Not surprising, McCain has begun firing shots across the Democratic bow toward Barack Obama. One has to assume that McCain may believe Obama will be the eventual nominee. Right now, the argument is over the use of Obama limiting his campaign to the use of public funds. Apparently, way back when, Obama vowed to stick to public funding if the Republican nominee would do the same. Now his story is changing, a little.

Here’s the report from Fox News:

John McCain threw down the gauntlet with Barack Obama for the second day in a row Friday, this time accusing the Illinois senator of trying to renege on a pledge to accept public financing in a general election campaign, a move that could limit Obama’s vast and swelling financial resources.

Obama’s campaign has said it will make no promise to use the public funds for the November election, even though the candidate previously indicated a desire to do so. The rules would restrict him to $85 million after the August convention. In contrast, Obama pulled in $32 million in January alone, while McCain pulled in $13 million.

“I made the commitment to the American people that if I were the nominee of my party, I would go the route of public financing. I expect Senator Obama to keep his word to the American people as well,” McCain said in Oshkosh, Wis. “This is all about a commitment we made to the American people. I am going to keep that commitment. I think the American people have every reason to expect him to keep his commitment.”

It’s McCain’s latest move to look past one-time Democratic front-runner Hillary Clinton and directly challenge Obama, as the Illinois senator takes the lead in the delegate count. McCain, the presumptive GOP nominee, first called on Obama Thursday to stop hiding details on his congressional earmarks — even though a report showed Clinton helped secure nearly four times as many earmarks for her state than Obama did last year.

Though McCain said Thursday that he’s not counting Clinton out, by raising the public financing issue he’s already treating Obama like the party nominee.

To be honest, this is going to be rough for Obama only in the point that he’s now taking fire from McCain and Hillary Clinton at the same time. He’s getting it double-barreled now and we’ll see how he handles the both of them.

The New York Times originally brought this all to light:

The New York Times reported Friday that McCain’s campaign was moving to press the public financing matter with Obama. The article said Obama issued a challenge a year ago to only use the public money in a general election, and that McCain was the only candidate who accepted the challenge.
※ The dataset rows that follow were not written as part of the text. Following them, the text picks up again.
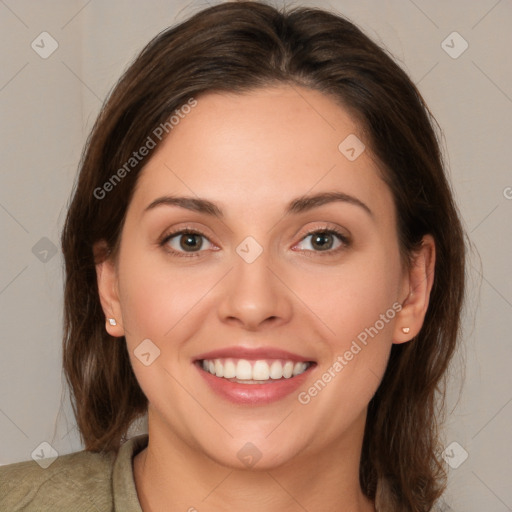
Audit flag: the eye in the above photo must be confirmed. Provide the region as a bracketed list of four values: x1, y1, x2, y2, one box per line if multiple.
[159, 226, 350, 258]
[160, 229, 216, 257]
[294, 228, 350, 256]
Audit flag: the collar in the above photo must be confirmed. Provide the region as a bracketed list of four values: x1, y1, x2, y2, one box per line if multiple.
[112, 433, 148, 512]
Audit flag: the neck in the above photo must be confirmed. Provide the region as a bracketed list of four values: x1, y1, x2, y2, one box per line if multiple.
[133, 412, 375, 512]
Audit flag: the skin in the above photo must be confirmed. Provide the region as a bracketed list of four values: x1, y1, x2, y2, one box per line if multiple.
[96, 85, 435, 512]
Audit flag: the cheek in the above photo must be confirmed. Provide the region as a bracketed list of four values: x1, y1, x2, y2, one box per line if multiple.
[299, 248, 401, 348]
[293, 250, 401, 423]
[116, 243, 214, 343]
[115, 247, 213, 407]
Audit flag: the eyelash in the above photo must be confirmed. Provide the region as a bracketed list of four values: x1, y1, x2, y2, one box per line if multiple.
[159, 226, 351, 258]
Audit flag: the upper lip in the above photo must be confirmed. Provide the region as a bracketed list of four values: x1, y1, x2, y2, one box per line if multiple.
[194, 346, 315, 362]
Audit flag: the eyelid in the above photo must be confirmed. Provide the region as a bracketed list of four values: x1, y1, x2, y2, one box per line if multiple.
[296, 222, 351, 241]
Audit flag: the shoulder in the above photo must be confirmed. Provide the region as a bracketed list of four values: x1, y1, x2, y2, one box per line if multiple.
[0, 446, 116, 511]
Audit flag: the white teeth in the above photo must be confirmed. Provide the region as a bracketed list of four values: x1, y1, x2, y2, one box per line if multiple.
[252, 360, 270, 380]
[236, 359, 252, 380]
[223, 359, 236, 379]
[293, 362, 307, 376]
[214, 359, 224, 378]
[200, 358, 311, 381]
[269, 360, 283, 379]
[283, 361, 294, 378]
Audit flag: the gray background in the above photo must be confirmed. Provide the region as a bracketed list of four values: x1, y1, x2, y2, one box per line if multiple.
[0, 0, 511, 510]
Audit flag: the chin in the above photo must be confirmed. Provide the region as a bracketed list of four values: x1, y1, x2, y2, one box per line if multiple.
[200, 434, 307, 472]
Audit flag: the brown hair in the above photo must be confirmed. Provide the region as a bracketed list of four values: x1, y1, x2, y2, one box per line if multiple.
[61, 2, 466, 510]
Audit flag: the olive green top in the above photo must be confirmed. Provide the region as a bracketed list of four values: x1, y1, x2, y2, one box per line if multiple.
[0, 433, 148, 511]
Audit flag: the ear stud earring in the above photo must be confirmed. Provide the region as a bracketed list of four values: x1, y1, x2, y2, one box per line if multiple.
[401, 327, 410, 334]
[108, 318, 117, 326]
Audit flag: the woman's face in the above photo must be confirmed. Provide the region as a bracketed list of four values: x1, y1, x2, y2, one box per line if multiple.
[99, 85, 418, 469]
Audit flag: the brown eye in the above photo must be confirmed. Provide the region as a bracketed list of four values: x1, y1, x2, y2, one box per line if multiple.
[177, 233, 204, 251]
[161, 229, 215, 257]
[294, 228, 350, 255]
[310, 232, 335, 250]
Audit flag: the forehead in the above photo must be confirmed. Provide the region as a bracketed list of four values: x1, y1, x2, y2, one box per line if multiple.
[130, 85, 394, 222]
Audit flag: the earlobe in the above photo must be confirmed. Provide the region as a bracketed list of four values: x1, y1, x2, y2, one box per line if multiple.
[94, 241, 125, 337]
[393, 235, 436, 344]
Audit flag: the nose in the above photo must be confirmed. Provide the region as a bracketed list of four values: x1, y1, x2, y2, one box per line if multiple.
[216, 246, 293, 331]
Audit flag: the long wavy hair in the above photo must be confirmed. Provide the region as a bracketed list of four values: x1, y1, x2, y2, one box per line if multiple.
[61, 2, 466, 510]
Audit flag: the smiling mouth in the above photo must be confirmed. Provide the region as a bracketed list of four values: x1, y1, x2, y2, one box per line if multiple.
[197, 358, 315, 384]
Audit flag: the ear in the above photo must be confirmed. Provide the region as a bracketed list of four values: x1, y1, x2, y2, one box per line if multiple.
[393, 234, 436, 344]
[94, 240, 125, 337]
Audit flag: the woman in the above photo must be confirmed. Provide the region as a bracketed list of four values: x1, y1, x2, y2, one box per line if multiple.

But since then Obama’s fundraising has skyrocketed, meaning he could have far more money by just using his own funds in a general election.

If Obama truly did make that pledge, and I have yet to see definitive evidence, then he will probably need to stick with it. If not, it will be a little blemish on his “change” theme of a new kind of politics.

Though clearly it would be to Obama’s advantage to use his campaign’s own funds, he’s been raising money hand over fist. McCain’s campaign, on other hand, is still in debt as far as I know though they will probably be doing better this quarter since he’s now the presumptive nominee.

  • Michael

    These reports by McCain are, at best, confusing. I thought he had already agreed to note accept public financing for his bid (and was getting deeply criticized for that).

    If indeed he and Obama made a pledge to use public finances, then they are currently both in violation of that agreement (and, considering that McCain has all but won the nomination and Obama is still in a tight race, McCain’s rejection of public financing is all the more glaring).

  • Jake

    I’m sure McCain is going to do all he can to criticize Obama because he doesn’t have a shot at beating him in the general election. Him and every republican wants Clinton to be the nominee.